Interpretation of lists of genes from Set A and Set B each suffered limitations for the overall goals of this analysis, which is to identify the DEGs most strongly associated with each waveform feature (duration, complexity, and polarity). The ten comparisons made to construct Set A were not equally informative for two primary reasons: (1) the OTUs in this analysis vary in terms of their phylogenetic relatedness (see [30, 31]) and (2) several OTU comparisons varied in more than one waveform characteristic (Table 2). As such, we elected to focus on the most informative comparison for each EOD feature: the comparison that contrasted only the given feature and that minimized phylogenetic distance between OTUs. Of the ten pairwise comparisons, we classified three as the most informative comparisons, one per EOD feature (Table 2). The six lists of significantly upregulated genes (fold change > 4, FDR-corrected p-value < 0.001) from these three pairwise OTU comparisons constitute Set A’.

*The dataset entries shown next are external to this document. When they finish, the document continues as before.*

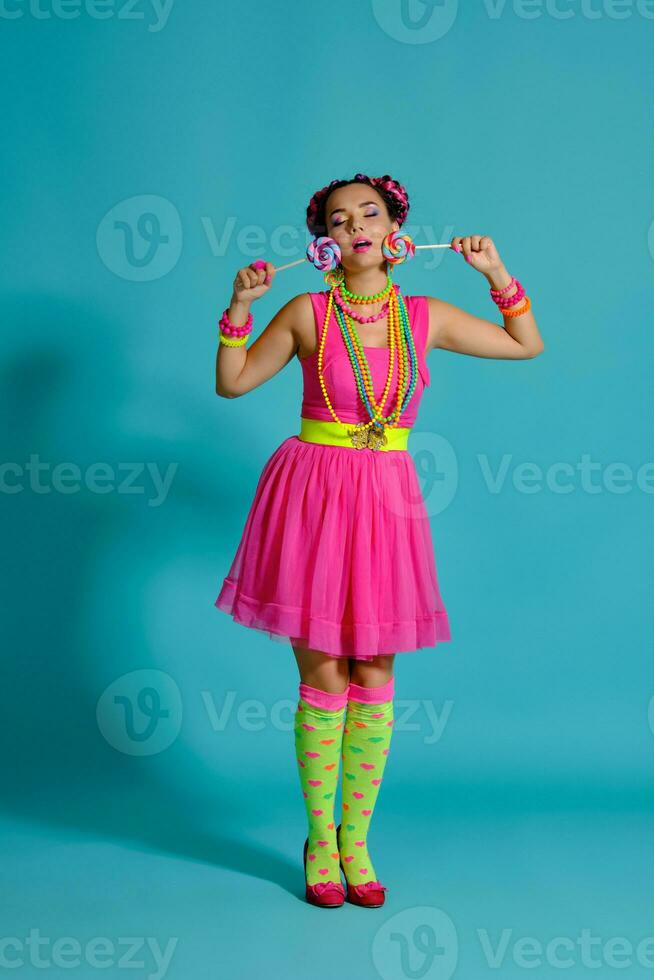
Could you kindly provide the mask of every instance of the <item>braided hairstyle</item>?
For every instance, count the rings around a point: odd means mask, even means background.
[[[332,180],[321,190],[316,191],[307,206],[307,228],[312,235],[326,235],[325,205],[332,191],[347,184],[368,184],[382,197],[391,221],[397,221],[400,227],[406,221],[409,213],[409,195],[406,188],[394,180],[389,174],[383,177],[368,177],[367,174],[355,174],[351,180]]]

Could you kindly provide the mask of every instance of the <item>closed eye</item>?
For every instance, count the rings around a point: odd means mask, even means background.
[[[364,218],[376,218],[378,214],[379,214],[378,211],[371,211],[370,214],[364,214]],[[332,225],[334,226],[334,228],[338,228],[338,226],[342,224],[344,224],[343,221],[336,221],[336,220],[332,221]]]

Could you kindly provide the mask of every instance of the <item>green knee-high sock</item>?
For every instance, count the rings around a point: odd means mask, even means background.
[[[295,712],[295,751],[309,823],[307,876],[341,883],[334,801],[338,788],[348,690],[332,694],[300,684]]]
[[[350,683],[343,733],[343,817],[339,847],[351,885],[377,881],[368,828],[393,732],[394,678],[381,687]]]

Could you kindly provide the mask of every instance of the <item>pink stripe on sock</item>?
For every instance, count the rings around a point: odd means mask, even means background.
[[[381,687],[362,687],[350,681],[350,701],[359,701],[362,704],[383,704],[385,701],[392,701],[395,694],[395,676]]]
[[[308,684],[300,684],[300,697],[307,704],[312,704],[314,708],[324,708],[327,711],[338,711],[347,704],[349,685],[342,694],[332,694],[330,691],[321,691],[318,687],[309,687]]]

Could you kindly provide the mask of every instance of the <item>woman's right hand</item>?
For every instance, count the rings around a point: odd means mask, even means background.
[[[246,265],[236,273],[232,303],[252,303],[270,289],[275,278],[272,262],[266,262],[265,268],[260,269],[253,269],[253,265]]]

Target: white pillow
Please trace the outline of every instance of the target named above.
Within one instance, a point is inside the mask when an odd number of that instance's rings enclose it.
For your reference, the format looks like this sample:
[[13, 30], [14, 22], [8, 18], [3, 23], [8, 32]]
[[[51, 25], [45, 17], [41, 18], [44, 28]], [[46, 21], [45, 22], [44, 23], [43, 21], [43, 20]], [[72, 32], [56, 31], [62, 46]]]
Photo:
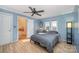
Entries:
[[38, 33], [38, 34], [46, 34], [46, 33]]

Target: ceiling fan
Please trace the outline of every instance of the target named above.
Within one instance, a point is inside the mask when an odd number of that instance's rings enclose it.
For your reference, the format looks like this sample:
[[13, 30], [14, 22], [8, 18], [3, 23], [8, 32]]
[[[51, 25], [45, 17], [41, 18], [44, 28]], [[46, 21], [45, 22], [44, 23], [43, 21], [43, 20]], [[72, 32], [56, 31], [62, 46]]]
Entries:
[[34, 14], [35, 14], [35, 15], [38, 15], [38, 16], [42, 16], [42, 15], [39, 14], [39, 13], [44, 12], [44, 10], [36, 11], [36, 9], [35, 9], [35, 8], [32, 8], [32, 7], [29, 7], [29, 9], [31, 10], [31, 12], [24, 12], [24, 13], [32, 13], [31, 16], [34, 16]]

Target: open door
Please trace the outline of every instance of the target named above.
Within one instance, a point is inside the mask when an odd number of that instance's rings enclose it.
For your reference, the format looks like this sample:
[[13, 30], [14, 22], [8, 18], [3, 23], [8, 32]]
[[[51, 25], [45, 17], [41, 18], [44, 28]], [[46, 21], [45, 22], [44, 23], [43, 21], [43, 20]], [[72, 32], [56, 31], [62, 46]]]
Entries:
[[19, 40], [24, 40], [27, 38], [27, 21], [26, 17], [18, 17], [18, 32]]

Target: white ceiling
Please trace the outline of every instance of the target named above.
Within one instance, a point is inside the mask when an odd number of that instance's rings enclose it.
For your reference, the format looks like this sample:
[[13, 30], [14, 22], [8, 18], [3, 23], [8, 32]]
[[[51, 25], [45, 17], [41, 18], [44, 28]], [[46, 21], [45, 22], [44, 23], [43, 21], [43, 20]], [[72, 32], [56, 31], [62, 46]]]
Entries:
[[23, 12], [30, 12], [31, 10], [28, 8], [29, 5], [4, 5], [5, 8], [12, 9], [14, 11], [20, 12], [23, 15], [30, 16], [35, 19], [43, 19], [53, 16], [58, 16], [66, 13], [71, 13], [74, 10], [74, 5], [30, 5], [36, 10], [44, 10], [45, 12], [40, 13], [42, 16], [31, 16], [31, 13], [24, 14]]

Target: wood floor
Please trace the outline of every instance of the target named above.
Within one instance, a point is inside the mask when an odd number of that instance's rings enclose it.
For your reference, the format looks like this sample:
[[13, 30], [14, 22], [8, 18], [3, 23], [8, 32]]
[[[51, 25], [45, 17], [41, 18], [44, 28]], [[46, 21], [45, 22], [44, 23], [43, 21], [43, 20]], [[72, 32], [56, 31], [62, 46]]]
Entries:
[[[54, 53], [75, 53], [75, 47], [65, 42], [58, 43]], [[29, 40], [20, 40], [15, 43], [0, 46], [0, 53], [48, 53], [47, 50], [38, 44], [30, 43]]]

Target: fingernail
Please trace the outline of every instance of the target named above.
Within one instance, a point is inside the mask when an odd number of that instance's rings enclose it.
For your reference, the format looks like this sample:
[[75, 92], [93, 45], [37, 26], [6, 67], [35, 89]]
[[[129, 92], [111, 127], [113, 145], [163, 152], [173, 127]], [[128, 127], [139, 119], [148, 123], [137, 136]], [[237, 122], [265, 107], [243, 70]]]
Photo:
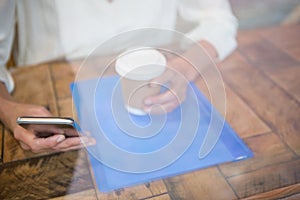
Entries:
[[91, 139], [87, 145], [95, 145], [96, 144], [96, 140]]
[[56, 138], [56, 142], [57, 142], [57, 143], [60, 143], [60, 142], [62, 142], [64, 139], [65, 139], [65, 136], [64, 136], [64, 135], [60, 135], [60, 136], [58, 136], [58, 137]]
[[89, 142], [90, 142], [89, 138], [86, 138], [86, 137], [82, 137], [82, 138], [81, 138], [81, 143], [87, 145]]

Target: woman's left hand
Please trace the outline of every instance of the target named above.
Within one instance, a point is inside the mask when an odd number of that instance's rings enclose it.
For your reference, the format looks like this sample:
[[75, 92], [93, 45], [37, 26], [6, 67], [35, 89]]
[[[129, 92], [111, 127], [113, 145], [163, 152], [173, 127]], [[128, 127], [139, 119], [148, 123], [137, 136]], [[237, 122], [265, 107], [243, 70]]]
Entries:
[[189, 82], [195, 81], [200, 76], [200, 72], [210, 70], [216, 58], [216, 49], [204, 40], [192, 46], [182, 56], [167, 56], [166, 71], [153, 79], [150, 84], [151, 87], [166, 86], [167, 90], [147, 97], [144, 100], [144, 111], [152, 114], [173, 111], [185, 100]]
[[150, 87], [165, 86], [166, 91], [147, 97], [144, 100], [144, 111], [152, 114], [173, 111], [185, 100], [189, 82], [197, 77], [197, 70], [184, 58], [175, 57], [169, 59], [165, 72], [150, 83]]

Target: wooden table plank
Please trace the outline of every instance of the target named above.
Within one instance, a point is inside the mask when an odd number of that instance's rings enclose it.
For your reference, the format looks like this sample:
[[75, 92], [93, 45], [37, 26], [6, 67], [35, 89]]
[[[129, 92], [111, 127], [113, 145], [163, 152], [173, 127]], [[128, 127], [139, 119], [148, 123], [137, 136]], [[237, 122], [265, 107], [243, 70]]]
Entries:
[[58, 109], [61, 116], [73, 116], [72, 97], [58, 100]]
[[[208, 89], [203, 81], [196, 82], [201, 92], [210, 100]], [[226, 121], [242, 137], [247, 138], [254, 135], [270, 132], [270, 128], [258, 118], [258, 116], [237, 96], [225, 83], [226, 93]]]
[[[50, 64], [57, 99], [61, 100], [71, 97], [70, 83], [74, 81], [99, 78], [100, 76], [116, 75], [113, 64], [106, 66], [107, 60], [111, 61], [111, 59], [115, 59], [115, 57], [102, 58], [102, 56], [99, 56], [94, 59], [90, 58], [89, 60], [61, 63], [57, 62]], [[77, 77], [78, 71], [80, 73], [80, 77]], [[75, 80], [75, 78], [77, 78], [77, 80]]]
[[[55, 90], [57, 91], [60, 115], [76, 118], [76, 113], [73, 113], [75, 110], [72, 108], [73, 102], [69, 86], [74, 81], [73, 68], [68, 64], [58, 63], [51, 65], [51, 72]], [[162, 193], [166, 193], [163, 181], [155, 181], [110, 193], [102, 193], [97, 190], [97, 197], [99, 199], [144, 199]]]
[[[47, 64], [20, 68], [12, 73], [15, 80], [14, 98], [21, 103], [47, 107], [54, 115], [58, 114], [52, 78]], [[3, 162], [37, 157], [47, 153], [24, 151], [8, 130], [4, 132]]]
[[119, 200], [135, 200], [148, 199], [153, 196], [165, 194], [167, 189], [162, 180], [153, 181], [150, 183], [140, 184], [133, 187], [128, 187], [113, 192], [103, 193], [97, 190], [98, 199], [119, 199]]
[[265, 28], [260, 34], [281, 49], [300, 46], [300, 24]]
[[292, 68], [282, 68], [270, 71], [268, 75], [300, 103], [300, 64]]
[[237, 52], [234, 59], [221, 68], [225, 82], [299, 156], [299, 104]]
[[[14, 97], [18, 101], [48, 107], [54, 115], [59, 115], [48, 64], [18, 69], [13, 76], [16, 83]], [[1, 166], [0, 174], [3, 199], [18, 196], [41, 199], [93, 188], [87, 156], [83, 151], [60, 154], [23, 151], [7, 130], [5, 149], [6, 164]], [[13, 191], [16, 190], [18, 193], [15, 194]]]
[[30, 103], [49, 108], [57, 115], [55, 93], [48, 64], [24, 67], [13, 73], [15, 90], [13, 97], [21, 103]]
[[[250, 197], [255, 194], [265, 193], [270, 195], [270, 198], [287, 196], [286, 194], [275, 194], [276, 189], [284, 188], [290, 185], [293, 186], [293, 193], [300, 192], [300, 160], [294, 160], [291, 162], [285, 162], [278, 165], [271, 165], [266, 168], [262, 168], [251, 173], [245, 173], [239, 176], [229, 178], [231, 186], [235, 189], [239, 198]], [[268, 191], [272, 191], [266, 193]], [[282, 189], [284, 190], [284, 189]], [[258, 195], [259, 196], [259, 195]], [[266, 198], [268, 199], [268, 198]]]
[[164, 182], [171, 199], [236, 199], [217, 167], [167, 178]]
[[50, 200], [95, 200], [97, 199], [94, 189], [84, 190], [82, 192], [68, 194], [60, 197], [51, 198]]
[[297, 60], [298, 62], [300, 62], [300, 46], [297, 47], [290, 47], [288, 49], [285, 49], [285, 51], [287, 52], [287, 54], [289, 56], [291, 56], [293, 59]]
[[229, 87], [226, 87], [226, 97], [226, 120], [241, 138], [270, 131], [270, 128]]
[[[53, 80], [56, 90], [58, 91], [58, 108], [61, 116], [71, 116], [76, 118], [76, 113], [73, 113], [75, 110], [72, 108], [72, 98], [69, 97], [69, 95], [71, 95], [69, 92], [69, 84], [71, 81], [72, 71], [69, 71], [66, 67], [69, 66], [52, 65]], [[60, 73], [57, 73], [59, 71]], [[60, 76], [61, 74], [68, 74], [67, 78], [63, 79], [63, 76]], [[166, 193], [166, 187], [163, 181], [155, 181], [110, 193], [102, 193], [97, 190], [96, 195], [99, 199], [144, 199], [153, 195], [160, 195], [162, 193]]]
[[[277, 84], [298, 101], [300, 49], [299, 53], [294, 52], [293, 54], [292, 52], [295, 48], [300, 47], [299, 35], [300, 25], [262, 29], [258, 34], [252, 36], [250, 44], [246, 41], [249, 38], [248, 35], [239, 35], [241, 40], [239, 49], [246, 59], [270, 75]], [[255, 52], [251, 51], [251, 46], [255, 46]], [[261, 65], [261, 63], [265, 63], [265, 65]]]
[[238, 50], [248, 59], [248, 62], [261, 70], [274, 70], [282, 67], [292, 67], [298, 61], [278, 48], [271, 41], [261, 36], [262, 31], [240, 33], [238, 35]]
[[[68, 64], [58, 63], [51, 65], [51, 72], [55, 90], [57, 91], [60, 115], [76, 118], [76, 113], [73, 113], [75, 110], [72, 108], [73, 102], [69, 87], [70, 83], [74, 81], [73, 69]], [[97, 190], [97, 197], [99, 199], [144, 199], [162, 193], [166, 193], [163, 181], [155, 181], [110, 193], [102, 193]]]
[[57, 100], [70, 98], [70, 84], [74, 82], [75, 72], [67, 62], [50, 64], [51, 76]]
[[265, 200], [265, 199], [283, 199], [283, 200], [299, 200], [300, 199], [300, 184], [295, 184], [279, 189], [271, 190], [269, 192], [260, 193], [245, 200]]
[[0, 123], [0, 164], [3, 161], [4, 127]]
[[300, 192], [298, 194], [285, 197], [282, 200], [299, 200], [299, 199], [300, 199]]
[[72, 117], [73, 119], [77, 120], [77, 112], [71, 97], [60, 99], [57, 103], [60, 116]]
[[244, 140], [254, 153], [254, 157], [220, 165], [226, 177], [245, 174], [257, 169], [295, 159], [295, 155], [274, 133], [267, 133]]
[[4, 163], [0, 187], [0, 199], [48, 199], [94, 188], [83, 150]]
[[[220, 66], [226, 119], [254, 158], [102, 193], [94, 188], [84, 151], [32, 154], [5, 131], [0, 199], [299, 198], [299, 27], [240, 31], [238, 51]], [[18, 69], [14, 76], [19, 101], [48, 106], [54, 115], [73, 116], [70, 64]]]
[[151, 197], [147, 200], [171, 200], [171, 197], [169, 196], [169, 194], [162, 194], [159, 196]]

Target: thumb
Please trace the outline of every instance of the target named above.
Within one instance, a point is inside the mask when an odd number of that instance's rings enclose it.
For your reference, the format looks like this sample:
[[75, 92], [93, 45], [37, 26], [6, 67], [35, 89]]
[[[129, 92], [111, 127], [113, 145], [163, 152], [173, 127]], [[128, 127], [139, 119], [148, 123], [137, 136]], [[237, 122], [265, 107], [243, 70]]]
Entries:
[[14, 130], [14, 136], [20, 143], [27, 145], [34, 152], [41, 152], [54, 147], [65, 139], [65, 136], [60, 134], [47, 138], [37, 138], [33, 132], [20, 126]]
[[53, 149], [57, 144], [64, 141], [66, 138], [64, 135], [53, 135], [47, 138], [35, 138], [31, 144], [31, 150], [33, 152], [42, 152], [49, 149]]

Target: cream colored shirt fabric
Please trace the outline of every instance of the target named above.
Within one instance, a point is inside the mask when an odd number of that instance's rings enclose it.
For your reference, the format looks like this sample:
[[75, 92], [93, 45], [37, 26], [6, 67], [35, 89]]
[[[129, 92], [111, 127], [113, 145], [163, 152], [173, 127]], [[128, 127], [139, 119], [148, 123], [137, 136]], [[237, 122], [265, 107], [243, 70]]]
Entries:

Comparisons in Set A’, however, lack biological replication. In contrast, interpretations of Set B were potentially limited in that many of the OTUs in this analysis differed in more than one EOD feature. To circumvent the limitations of Sets A’ and B within the limits of our study design, we constructed a third set (Set C). Set C is defined as the intersection of the upregulated genes from Sets A’ and B, for each phenotype. Since there were six phenotypes in our study, Set C encompasses six lists of upregulated genes and their respective enriched GO terms (Fig. 3). Therefore, Set C represents the DEGs that are (1) statistically supported as differentially expressed between closely-related OTUs that vary in a single waveform characteristic, and (2) are consistently differentially expressed among all OTUs that share that waveform feature. We focus our attention on Set C: We retrieved GO term definitions from QuickGO [92] and descriptions of gene function of the functional annotations from UniProt [93]; and to facilitate the discussion, we classified the more interesting genes in Set C into “general” functional classes, or themes.